Yagasaki Yuki, Numakawa Tadahiro, Kumamaru Emi, Hayashi Teruo, Su Tsung-Ping, Kunugi Hiroshi
Department of Mental Disorder Research, National Institute of Neuroscience, National Center of Neurology and Psychiatry (NCNP), Tokyo 187-8502, Japan.
J Biol Chem. 2006 May 5;281(18):12941-9. doi: 10.1074/jbc.M508157200. Epub 2006 Mar 6.
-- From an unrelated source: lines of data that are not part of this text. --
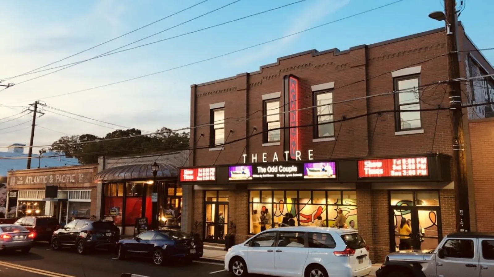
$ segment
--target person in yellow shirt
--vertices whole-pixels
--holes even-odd
[[[400,233],[400,250],[412,249],[412,240],[410,239],[410,233],[412,229],[407,224],[407,219],[402,218],[401,224],[398,227]]]

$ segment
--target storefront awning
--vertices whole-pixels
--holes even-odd
[[[176,167],[168,164],[158,163],[160,169],[156,174],[157,179],[173,179],[178,176]],[[124,180],[152,180],[153,170],[151,164],[129,165],[116,167],[105,170],[94,177],[97,182],[109,182]]]

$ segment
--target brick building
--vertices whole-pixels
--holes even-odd
[[[191,126],[202,127],[191,132],[195,150],[180,171],[191,192],[184,197],[193,199],[183,230],[217,243],[233,231],[240,243],[260,226],[279,226],[286,212],[297,224],[317,224],[320,215],[331,226],[342,209],[374,261],[398,247],[402,218],[411,220],[413,248],[435,247],[456,230],[449,112],[393,111],[449,106],[448,87],[437,83],[448,80],[446,35],[441,28],[345,51],[313,50],[191,86]],[[474,64],[492,73],[461,24],[459,36],[461,76],[475,75]],[[473,100],[474,86],[462,84],[466,104],[494,96]],[[464,112],[494,110],[482,107]],[[478,151],[470,163],[483,157]],[[482,205],[474,204],[476,190],[472,226]],[[266,208],[271,219],[259,224]]]
[[[95,216],[97,171],[87,165],[9,171],[7,217],[50,215],[64,226]]]

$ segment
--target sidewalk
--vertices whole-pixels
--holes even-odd
[[[204,254],[201,259],[205,262],[223,264],[225,261],[225,255],[226,255],[226,251],[205,249],[204,249]],[[369,276],[375,276],[375,271],[379,269],[381,265],[381,264],[373,264],[372,271],[370,272]]]

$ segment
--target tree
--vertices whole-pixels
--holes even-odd
[[[108,155],[146,154],[169,149],[188,147],[189,133],[177,133],[163,127],[154,134],[141,136],[136,129],[117,130],[102,138],[90,134],[64,136],[54,142],[51,150],[65,153],[69,157],[79,159],[82,164],[98,162],[98,157]],[[109,140],[99,141],[113,139]],[[88,143],[82,143],[90,141]],[[70,143],[68,145],[67,143]]]

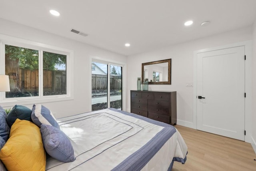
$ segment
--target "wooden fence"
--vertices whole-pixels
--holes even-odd
[[[110,89],[121,89],[122,78],[120,76],[110,76]],[[108,86],[106,75],[92,74],[92,89],[106,89]]]
[[[38,70],[20,69],[19,88],[22,91],[33,91],[39,88]],[[44,70],[44,90],[66,91],[66,74],[64,71]]]

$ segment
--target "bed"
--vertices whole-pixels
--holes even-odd
[[[166,123],[113,108],[57,119],[70,139],[76,160],[46,160],[46,170],[171,170],[184,163],[187,147]]]

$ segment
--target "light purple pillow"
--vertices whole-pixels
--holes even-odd
[[[31,119],[38,127],[42,124],[49,125],[60,128],[59,124],[50,110],[40,104],[34,104],[32,108]]]
[[[10,129],[7,122],[5,110],[0,106],[0,136],[6,142],[9,138]]]
[[[63,132],[46,124],[41,125],[40,131],[44,147],[48,154],[62,162],[70,162],[76,159],[71,143]]]

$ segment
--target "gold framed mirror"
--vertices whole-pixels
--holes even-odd
[[[149,84],[171,84],[172,59],[142,64],[142,82],[148,79]]]

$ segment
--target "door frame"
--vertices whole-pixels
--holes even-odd
[[[245,92],[246,94],[245,100],[245,129],[246,135],[245,136],[245,141],[251,143],[252,137],[252,40],[248,40],[223,45],[220,46],[202,49],[194,51],[194,70],[193,70],[193,123],[192,127],[197,129],[197,54],[198,54],[207,52],[219,50],[236,47],[244,46],[245,47],[245,54],[246,56],[245,60]]]
[[[88,101],[89,101],[89,111],[92,111],[92,62],[93,61],[96,61],[99,62],[102,62],[105,64],[108,64],[110,65],[116,65],[122,67],[122,110],[124,110],[126,109],[126,64],[122,62],[117,62],[116,61],[112,60],[106,60],[106,58],[100,58],[96,56],[90,56],[89,57],[89,66],[88,67],[88,72],[89,73],[89,79],[88,81],[89,89],[88,93],[89,97],[88,97]],[[110,68],[109,67],[108,72],[110,71]],[[108,87],[110,86],[109,78],[108,77]],[[110,103],[110,96],[108,97],[108,103]]]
Up-regulation of BDNF (brain-derived neurotrophic factor) has been suggested to contribute to the action of antidepressants. However, it is unclear whether chronic treatment with antidepressants may influence acute BDNF signaling in central nervous system neurons. Because BDNF has been shown by us to reinforce excitatory glutamatergic transmission in cultured cortical neurons via the phospholipase-gamma (PLC-gamma)/inositol 1,4,5-trisphosphate (IP3)/Ca2+ pathway (Numakawa, T., Yamagishi, S., Adachi, N., Matsumoto, T., Yokomaku, D., Yamada, M., and Hatanaka, H. (2002) J. Biol. Chem. 277, 6520-6529), we examined in this study the possible effects of pretreatment with antidepressants on the BDNF signaling through the PLC-gamma)/IP3/Ca2+ pathway. Furthermore, because the PLC-gamma/IP3/Ca2+ pathway is regulated by sigma-1 receptors (Hayashi, T., and Su, T. P. (2001) Proc. Natl. Acad. Sci. U. S. A. 98, 491-496), we examined whether the BDNF signaling is modulated by sigma-1 receptors (Sig-1R). We found that the BDNF-stimulated PLC-gamma activation and the ensued increase in intracellular Ca2+ ([Ca2+]i) were potentiated by pretreatment with imipramine or fluvoxamine, so was the BDNF-induced glutamate release. Furthermore, enhancement of the interaction between PLC-gamma and TrkB (receptor for BDNF) after imipramine pretreatment was observed. Interestingly, BD1047, a potent Sig-1R antagonist, blocked the imipramine-dependent potentiation on the BDNF-induced PLC-gamma activation and glutamate release. In contrast, overexpression of Sig-1R per se, without antidepressant pretreatment, enhances BDNF-induced PLC-gamma activation and glutamate release. These results suggest that antidepressant pretreatment selectively enhance the BDNF signaling on the PLC-gamma/IP3/Ca2+ pathway via Sig-1R, and that Sig-1R plays an important role in BDNF signaling leading to glutamate release.
脑源性神经营养因子(BDNF)的上调被认为有助于抗抑郁药发挥作用。然而,目前尚不清楚长期使用抗抑郁药是否会影响中枢神经系统神经元中的急性BDNF信号传导。由于我们已经证明BDNF可通过磷脂酶γ(PLC-γ)/肌醇1,4,5-三磷酸(IP3)/Ca2+途径增强培养的皮质神经元中的兴奋性谷氨酸能传递(沼川,T.,山岸,S.,安达,N.,松本,T.,横幕,D.,山田,M.,和畑中,H.(2002年)《生物化学杂志》277,6520-6529),因此我们在本研究中检测了用抗抑郁药预处理对通过PLC-γ/IP3/Ca2+途径的BDNF信号传导的可能影响。此外,由于PLC-γ/IP3/Ca2+途径受σ1受体调节(林,T.,和苏,T.P.(2001年)《美国国家科学院院刊》98,491-496),我们检测了BDNF信号传导是否受σ1受体(Sig-1R)调节。我们发现,用丙咪嗪或氟伏沙明预处理可增强BDNF刺激的PLC-γ激活以及随后细胞内Ca2+([Ca2+]i)的增加,BDNF诱导的谷氨酸释放也是如此。此外,观察到丙咪嗪预处理后PLC-γ与TrkB(BDNF受体)之间的相互作用增强。有趣的是,强效σ1受体拮抗剂BD1047可阻断丙咪嗪对BDNF诱导的PLC-γ激活和谷氨酸释放的增强作用。相反,在未用抗抑郁药预处理的情况下,σ1受体的过表达本身可增强BDNF诱导的PLC-γ激活和谷氨酸释放。这些结果表明,抗抑郁药预处理通过σ1受体选择性增强PLC-γ/IP3/Ca2+途径上的BDNF信号传导,并且σ1受体在导致谷氨酸释放的BDNF信号传导中起重要作用。